Long Term Gains: Organizations guided by ethics and values are profitable in the long run,
though in the short run they may seem to lose money. Tata group, one of the largest business
conglomerates in India was seen on the verge of decline at the beginning of 1990’s, which
soon turned out to be otherwise. The same company’s Tata NANO car was predicted as a
failure, and failed to do well but the same is picking up fast now.
Securing the Society: Often ethics succeeds law in safeguarding the society. The law
machinery is often found acting as a mute spectator, unable to save the society and the
environment. Technology, for example is growing at such a fast pace that the by the time law
comes up with a regulation we have a newer technology with new threats replacing the older
one. Lawyers and public interest litigations may not help a great deal but ethics can.
Ethics tries to create a sense of right and wrong in the organizations and often when the law
fails, it is the ethics that may stop organizations from harming the society or environment.

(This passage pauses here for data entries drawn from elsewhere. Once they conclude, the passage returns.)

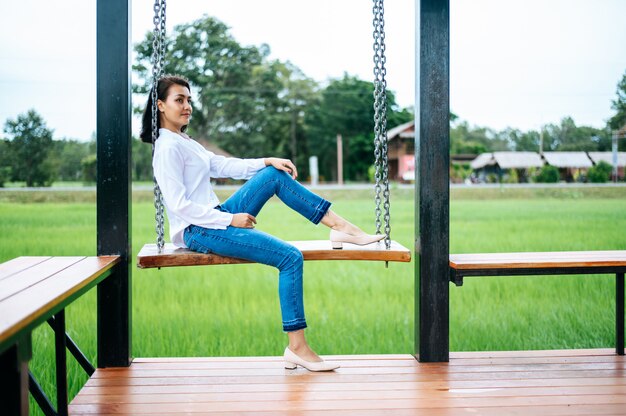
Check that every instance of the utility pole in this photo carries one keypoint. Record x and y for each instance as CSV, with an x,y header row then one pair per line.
x,y
339,160
614,148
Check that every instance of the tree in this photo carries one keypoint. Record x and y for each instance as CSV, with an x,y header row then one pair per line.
x,y
346,108
30,144
235,89
467,139
5,160
619,105
600,173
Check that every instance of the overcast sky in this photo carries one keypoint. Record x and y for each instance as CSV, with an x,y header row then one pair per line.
x,y
517,63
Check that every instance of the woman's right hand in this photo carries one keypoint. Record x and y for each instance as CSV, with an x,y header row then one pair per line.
x,y
243,220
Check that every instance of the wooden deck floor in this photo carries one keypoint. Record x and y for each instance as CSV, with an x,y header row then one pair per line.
x,y
569,382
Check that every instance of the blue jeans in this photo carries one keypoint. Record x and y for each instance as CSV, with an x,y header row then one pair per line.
x,y
260,247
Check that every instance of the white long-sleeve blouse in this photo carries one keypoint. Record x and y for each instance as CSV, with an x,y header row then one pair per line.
x,y
183,169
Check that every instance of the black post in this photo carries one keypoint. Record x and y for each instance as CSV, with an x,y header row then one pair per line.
x,y
14,377
619,313
114,179
61,362
432,189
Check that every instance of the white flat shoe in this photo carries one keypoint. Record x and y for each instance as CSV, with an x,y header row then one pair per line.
x,y
292,361
337,238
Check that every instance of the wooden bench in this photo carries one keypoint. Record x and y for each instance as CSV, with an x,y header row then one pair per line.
x,y
171,256
548,263
34,290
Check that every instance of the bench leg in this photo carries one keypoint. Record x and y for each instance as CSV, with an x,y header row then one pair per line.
x,y
619,313
61,362
14,378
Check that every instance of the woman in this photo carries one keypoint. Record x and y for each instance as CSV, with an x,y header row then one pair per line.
x,y
183,169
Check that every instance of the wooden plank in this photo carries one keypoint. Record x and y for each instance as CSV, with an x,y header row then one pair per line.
x,y
172,256
348,386
347,378
536,260
353,394
30,276
604,409
591,352
299,403
534,382
424,369
18,264
375,362
66,277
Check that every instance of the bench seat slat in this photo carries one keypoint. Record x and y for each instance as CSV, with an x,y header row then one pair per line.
x,y
172,256
18,264
538,260
32,275
28,308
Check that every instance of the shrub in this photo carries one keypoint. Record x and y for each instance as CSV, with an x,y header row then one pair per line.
x,y
548,174
600,173
5,175
88,165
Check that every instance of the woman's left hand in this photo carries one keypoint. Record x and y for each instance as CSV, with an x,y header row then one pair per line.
x,y
282,164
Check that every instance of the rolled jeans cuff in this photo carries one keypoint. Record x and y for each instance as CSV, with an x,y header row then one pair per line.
x,y
320,211
295,325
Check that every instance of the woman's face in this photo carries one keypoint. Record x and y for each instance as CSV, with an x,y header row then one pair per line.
x,y
176,110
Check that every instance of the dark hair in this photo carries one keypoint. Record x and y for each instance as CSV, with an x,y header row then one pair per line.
x,y
163,87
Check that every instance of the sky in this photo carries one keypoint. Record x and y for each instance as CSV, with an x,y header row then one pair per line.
x,y
513,63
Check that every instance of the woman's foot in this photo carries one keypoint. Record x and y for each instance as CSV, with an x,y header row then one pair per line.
x,y
299,353
342,231
337,238
292,360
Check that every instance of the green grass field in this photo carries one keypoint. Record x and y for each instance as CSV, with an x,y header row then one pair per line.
x,y
352,307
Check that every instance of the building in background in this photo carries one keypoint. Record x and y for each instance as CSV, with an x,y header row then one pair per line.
x,y
572,166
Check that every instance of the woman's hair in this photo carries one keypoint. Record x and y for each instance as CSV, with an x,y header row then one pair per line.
x,y
163,87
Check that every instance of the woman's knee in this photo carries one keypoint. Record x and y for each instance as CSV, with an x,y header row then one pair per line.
x,y
273,173
293,259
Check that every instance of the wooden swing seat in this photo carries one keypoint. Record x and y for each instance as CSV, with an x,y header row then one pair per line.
x,y
172,256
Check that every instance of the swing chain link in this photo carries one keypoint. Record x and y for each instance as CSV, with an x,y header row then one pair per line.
x,y
158,62
380,122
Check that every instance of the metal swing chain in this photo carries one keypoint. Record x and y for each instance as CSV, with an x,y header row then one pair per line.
x,y
158,62
380,121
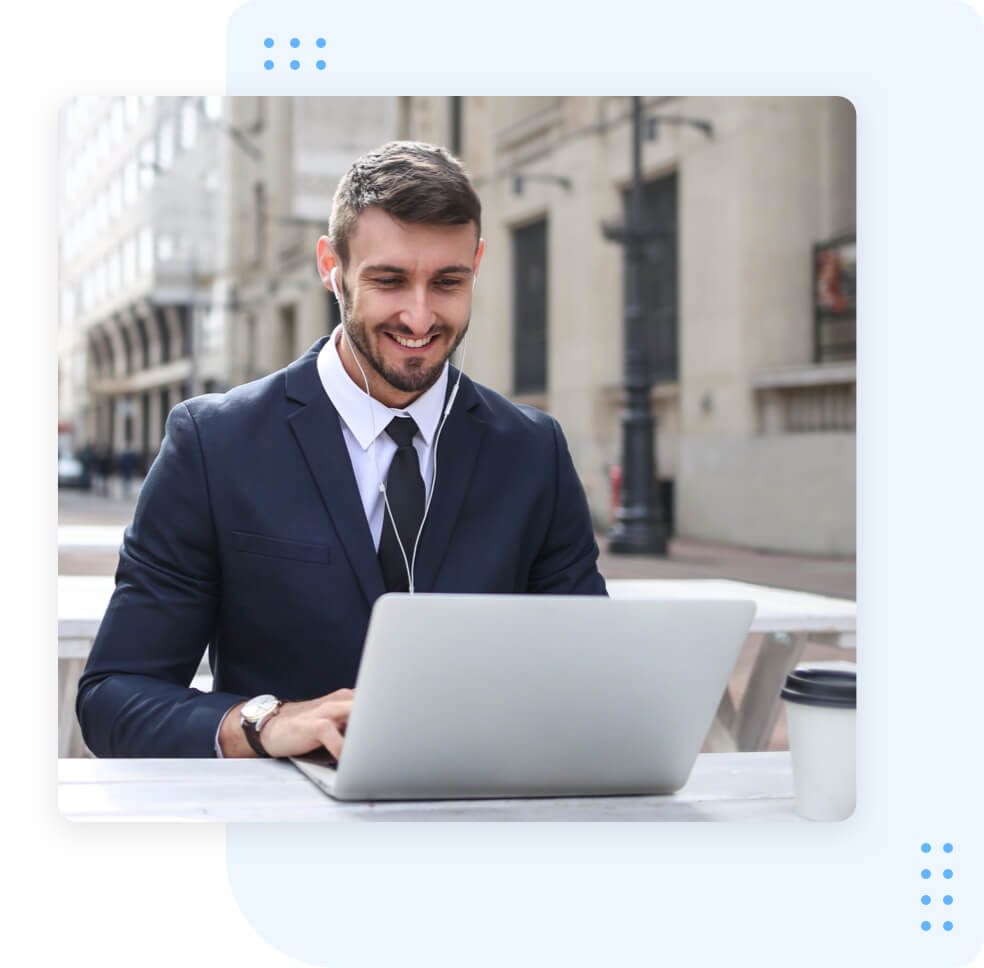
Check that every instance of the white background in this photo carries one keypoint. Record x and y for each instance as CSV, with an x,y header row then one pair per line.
x,y
159,894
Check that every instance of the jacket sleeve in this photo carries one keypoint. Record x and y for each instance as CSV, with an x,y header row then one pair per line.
x,y
567,562
134,697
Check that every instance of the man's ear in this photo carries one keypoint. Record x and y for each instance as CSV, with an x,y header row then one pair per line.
x,y
479,252
327,260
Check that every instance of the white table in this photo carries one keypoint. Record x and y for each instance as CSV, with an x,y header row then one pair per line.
x,y
722,786
784,620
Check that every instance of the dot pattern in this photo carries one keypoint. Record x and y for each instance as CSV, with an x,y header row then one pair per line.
x,y
926,873
296,64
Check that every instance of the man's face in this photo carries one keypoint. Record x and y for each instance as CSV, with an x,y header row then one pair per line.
x,y
406,300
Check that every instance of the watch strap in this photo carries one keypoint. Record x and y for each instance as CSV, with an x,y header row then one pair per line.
x,y
252,729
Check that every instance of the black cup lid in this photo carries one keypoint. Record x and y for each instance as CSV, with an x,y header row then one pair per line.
x,y
822,687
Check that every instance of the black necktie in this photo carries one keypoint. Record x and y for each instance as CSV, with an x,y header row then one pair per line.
x,y
405,491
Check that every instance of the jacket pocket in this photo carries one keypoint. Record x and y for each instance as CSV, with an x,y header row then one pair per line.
x,y
259,544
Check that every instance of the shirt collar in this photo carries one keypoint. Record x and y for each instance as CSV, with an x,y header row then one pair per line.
x,y
350,400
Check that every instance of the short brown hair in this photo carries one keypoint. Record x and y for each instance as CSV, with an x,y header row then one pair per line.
x,y
409,180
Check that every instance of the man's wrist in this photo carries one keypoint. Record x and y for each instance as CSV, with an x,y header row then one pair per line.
x,y
232,740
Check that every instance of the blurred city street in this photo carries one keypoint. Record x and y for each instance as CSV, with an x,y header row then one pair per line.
x,y
90,526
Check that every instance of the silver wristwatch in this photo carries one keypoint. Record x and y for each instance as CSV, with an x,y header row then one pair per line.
x,y
255,715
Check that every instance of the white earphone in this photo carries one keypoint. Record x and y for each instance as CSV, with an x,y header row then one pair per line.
x,y
411,562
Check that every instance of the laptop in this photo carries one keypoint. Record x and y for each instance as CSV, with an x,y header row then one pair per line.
x,y
492,696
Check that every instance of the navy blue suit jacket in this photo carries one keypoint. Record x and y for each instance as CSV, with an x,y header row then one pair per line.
x,y
249,537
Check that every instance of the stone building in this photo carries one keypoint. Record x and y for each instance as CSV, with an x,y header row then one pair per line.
x,y
749,285
751,344
138,203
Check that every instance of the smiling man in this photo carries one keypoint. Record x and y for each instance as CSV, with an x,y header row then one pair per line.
x,y
277,513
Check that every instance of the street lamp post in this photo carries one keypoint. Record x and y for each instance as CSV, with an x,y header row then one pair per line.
x,y
639,527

What are Ethics in Banking?
Banking ethics are the moral or ethical principles that certain banks chose to abide by. There
isn’t an ethics ombudsman or a universal code of ethical conduct, but the banks that vaunt
their ethical credentials vet the ethical standing of potential investors and partners and also
choose the companies that they in turn invest in with their ethical policy in mind. This means
that a typical ethical bank will require potential investors to complete an Ethical Policy
questionnaire. Should the nature of the investor’s business run counter or in some way
compromise the bank’s ethical policy, they will refuse to accept the investment. Similarly, an
ethical bank will often seek out investment opportunities that encourage environmental or
social enterprises.
The number of ethical questions that the banking industry faces are many and multifaceted,
but in broad brush strokes an ethical bank must have a policy that takes into consideration
those questions that twenty first century globalization and the social and environmental issues
attendant thereon pose. For example, the banking ethics that the Co-operative bank (UK)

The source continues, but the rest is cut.